Criminal charges have not been filed against Sugarman — the son-in-law of entertainment and sports mogul Peter Guber — but the SEC has requested that the court order him to “disgorge all ill-gotten gains.”

Sugarman, 47, co-owns the Los Angeles Football Club along with other sports and entertainment luminaries, including former Los Angeles Lakers star Magic Johnson and actor Will Ferrell. His financial stake in the Dodgers involves his role as a partner in the teams Triple-A affiliate, the Oklahoma City Dodgers.

Sugarman could not be reached for comment Tuesday.

Officials with LAFC declined to comment on the SEC allegation while Oklahoma City Dodgers executives did not return a phone call.

Alleged co-conspirator in prison[hhmc]

The SEC alleges Sugarman orchestrated the tribal bond scheme along with business partner Jason Galanis and seven other co-conspirators, whom the agency has previously charged with securities fraud.

In January 2017, Galanis 48, pleaded guilty to criminal charges in connection with the tribal bond scheme and is serving a 14-year sentence at the Terminal Island Federal Correctional Institution in San Pedro.

“Sugarman, Galanis and the previously charged defendants divvied up the misappropriated proceeds, either using them to acquire entities, to shore up the operations of their existing companies, to pay back debts, to compensate scheme participants, to buy real estate or to make other investments for their individual benefit,” the lawsuit states.

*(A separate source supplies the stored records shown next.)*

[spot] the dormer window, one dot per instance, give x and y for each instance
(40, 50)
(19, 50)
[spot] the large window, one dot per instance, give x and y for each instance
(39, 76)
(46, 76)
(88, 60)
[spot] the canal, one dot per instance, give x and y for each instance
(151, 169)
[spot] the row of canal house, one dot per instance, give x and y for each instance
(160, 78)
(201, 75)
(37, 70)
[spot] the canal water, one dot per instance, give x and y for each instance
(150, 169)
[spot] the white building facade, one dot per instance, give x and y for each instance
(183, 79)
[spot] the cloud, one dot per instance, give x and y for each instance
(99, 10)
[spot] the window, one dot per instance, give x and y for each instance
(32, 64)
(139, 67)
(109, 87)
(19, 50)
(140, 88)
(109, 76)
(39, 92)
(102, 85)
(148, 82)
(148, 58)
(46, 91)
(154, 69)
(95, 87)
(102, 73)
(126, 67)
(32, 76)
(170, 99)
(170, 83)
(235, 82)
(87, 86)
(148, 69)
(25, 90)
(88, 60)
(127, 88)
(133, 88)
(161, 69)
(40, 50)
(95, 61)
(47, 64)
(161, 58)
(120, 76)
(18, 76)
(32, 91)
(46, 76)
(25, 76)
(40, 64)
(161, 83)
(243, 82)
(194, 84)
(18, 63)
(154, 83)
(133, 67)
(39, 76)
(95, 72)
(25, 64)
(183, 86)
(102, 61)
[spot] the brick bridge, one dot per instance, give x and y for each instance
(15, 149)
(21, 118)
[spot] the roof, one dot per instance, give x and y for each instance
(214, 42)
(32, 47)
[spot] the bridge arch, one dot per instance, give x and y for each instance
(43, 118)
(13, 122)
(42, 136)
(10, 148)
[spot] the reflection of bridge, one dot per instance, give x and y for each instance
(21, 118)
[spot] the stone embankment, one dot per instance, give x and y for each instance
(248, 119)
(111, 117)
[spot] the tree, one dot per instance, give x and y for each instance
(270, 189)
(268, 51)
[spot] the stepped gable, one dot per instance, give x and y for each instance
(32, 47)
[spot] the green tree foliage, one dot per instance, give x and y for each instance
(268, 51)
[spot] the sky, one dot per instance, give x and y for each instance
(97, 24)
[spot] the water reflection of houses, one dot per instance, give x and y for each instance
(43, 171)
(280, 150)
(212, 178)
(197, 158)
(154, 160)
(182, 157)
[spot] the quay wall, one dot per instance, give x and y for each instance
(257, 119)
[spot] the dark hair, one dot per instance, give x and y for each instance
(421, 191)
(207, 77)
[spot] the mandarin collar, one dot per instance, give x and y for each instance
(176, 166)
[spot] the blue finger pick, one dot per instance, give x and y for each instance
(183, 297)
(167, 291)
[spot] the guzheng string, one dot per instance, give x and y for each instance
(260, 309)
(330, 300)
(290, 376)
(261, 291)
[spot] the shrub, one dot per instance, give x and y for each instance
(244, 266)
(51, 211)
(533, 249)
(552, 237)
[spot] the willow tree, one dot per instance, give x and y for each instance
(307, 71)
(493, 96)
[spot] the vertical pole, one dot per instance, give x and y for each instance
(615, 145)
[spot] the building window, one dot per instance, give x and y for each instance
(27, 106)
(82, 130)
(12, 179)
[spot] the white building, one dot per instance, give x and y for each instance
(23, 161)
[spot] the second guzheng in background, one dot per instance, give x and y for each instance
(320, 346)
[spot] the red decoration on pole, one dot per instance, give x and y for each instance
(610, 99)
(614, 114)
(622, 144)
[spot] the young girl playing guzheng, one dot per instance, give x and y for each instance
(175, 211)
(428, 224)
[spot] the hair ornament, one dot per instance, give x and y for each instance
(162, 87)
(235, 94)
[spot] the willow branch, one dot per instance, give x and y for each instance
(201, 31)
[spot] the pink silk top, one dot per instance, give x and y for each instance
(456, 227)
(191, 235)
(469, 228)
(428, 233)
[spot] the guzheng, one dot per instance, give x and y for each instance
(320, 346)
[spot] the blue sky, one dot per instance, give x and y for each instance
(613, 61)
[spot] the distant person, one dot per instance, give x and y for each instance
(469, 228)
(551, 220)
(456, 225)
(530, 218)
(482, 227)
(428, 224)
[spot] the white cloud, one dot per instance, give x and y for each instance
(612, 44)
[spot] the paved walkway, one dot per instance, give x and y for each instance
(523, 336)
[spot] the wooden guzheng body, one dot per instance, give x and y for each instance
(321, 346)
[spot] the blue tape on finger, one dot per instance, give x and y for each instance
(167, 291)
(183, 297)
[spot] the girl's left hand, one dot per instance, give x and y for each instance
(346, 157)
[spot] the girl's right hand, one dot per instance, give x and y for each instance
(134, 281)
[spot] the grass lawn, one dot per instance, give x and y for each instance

Galanis and his father, who is among the defendants already charged, allegedly launched the scheme in March 2014 when they convinced the Wakpamni Lake Community Corp., operated by the Oglala Sioux Tribe in South Dakota, to issue bonds the pair had already structured.

Proceeds from the bond sales were suppose to be used by the tribal corporation to purchase an annuity as an investment that could generate sufficient income to pay interest to bondholders, the lawsuit says.

Proceeds used for own purposes[hhmc]

The suit alleges that Sugarman and Galanis, who were referred to by others in the scheme as the “two Jasons,” intended to use proceeds from the tribal bonds for their own purposes.

In April 2014, when an initial issuance of $20 million in bonds seemed imminent, Galanis emailed Sugarman: “We would have discretion over the bond. Lets discuss how it can be allocated,” the complaint says.

After securing the Wakpamni Lake Community Corp. as the issuer, Galanis and Sugarman allegedly set out to identify unwitting investors to buy the tribal bonds, according to the suit. Sugarman and Galanis then devised a plan to obtain control over investor funds by acquiring firms that would use their investment authority to purchase the tribal bonds for their clients.